Christmas Cards
I started a tradition of making custom science related Christmas cards in my last year of high school. Each year had a theme that was either based on some astronomical or physical phenomenon. At first the cards were distributed digitally only, these days I also print a few dozen of them each year.
- 2023 : This year's card is based on a paper that I published recently on the effect of solar flares on the integrated spectrum of the Sun. Here I observe the Sun as if it was another star that we could not resolve.
- 2022 : This year's card has a picture of my PhD thesis, along with a famous observation of the Sun with coronal holes that look like a happy face.
- 2021 : This year's card has a picture of the Sun during the eruption of a massive solar flare that I have worked with for my last project. The green lines are the solar spectrum showing the light that is emitted by the Sun from around 300 to 900 nanometers, which spans the visual light and parts of the Infrared and Ultraviolet spectrum. In red are some specific spectral features that we study. Finally, the Swedish 1-m Solar Telescope is depicted below, this is the telescope that I am working with.
- 2020 : This year's card is based on a paper that I published recently on measuring magnetic fields on the Sun.
- 2019 : This years card depicts the European Solar Telescope (EST), a large telescope for observing the sun with a 4 meter opening. Hopefully this telescope will be constructed in the near future once enough European countries are on board to fund this 200 million project. Once built it will be much better than any currently existing solar telescope, and will help us to further our understanding of the Sun.
- 2018 : The Sun during a coronal mass ejection shaped as Santa. A large CME can contain a billion tons of matter that can be accelerated to several million kilometres per hour in a spectacular explosion.
- 2017 : A Christmas tree shaped sunspot and the Swedish 1-m Solar Telescope
- 2016 : An artistic relresentation of a Chop-Nod reduction as is used in Mid-IR observations to remove the bright sky background and be able to see stars.

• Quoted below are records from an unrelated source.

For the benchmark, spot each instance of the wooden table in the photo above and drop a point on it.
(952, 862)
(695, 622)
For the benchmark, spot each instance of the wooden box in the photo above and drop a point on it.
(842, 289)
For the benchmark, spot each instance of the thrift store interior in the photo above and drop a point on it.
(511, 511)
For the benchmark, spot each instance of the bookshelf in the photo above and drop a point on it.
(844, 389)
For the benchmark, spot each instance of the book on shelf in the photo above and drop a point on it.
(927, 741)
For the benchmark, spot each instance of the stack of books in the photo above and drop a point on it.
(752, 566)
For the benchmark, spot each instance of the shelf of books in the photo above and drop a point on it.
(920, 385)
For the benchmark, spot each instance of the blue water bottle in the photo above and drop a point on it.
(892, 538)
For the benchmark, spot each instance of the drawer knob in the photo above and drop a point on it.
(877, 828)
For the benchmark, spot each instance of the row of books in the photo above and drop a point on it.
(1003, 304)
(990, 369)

- 2015 : A telescope direct imaging an exoplanet with a Christmas tree shaped lens. The image is a real simulation of how a star with a planet would look through a Christmas tree shaped lens.
- 2014 : Curved space-time caused by a very heavy gift.
- 2013 : A Christmas tree depicted by the path of a photon that is being Compton scattered. The color of the right side is slightly different from the left, to show the change in energy/wavelength.
- 2012 : A telescope looking at the Moon, showing us a diffraction limited PSF shaped as a Christmas tree.
- 2011 : Young's double-slit experiment, but with Christmas trees.
- 2010 : A Christmas tree but as a fractal.
- 2009 : Santa but with Pi and a bad (ho)^3 gag.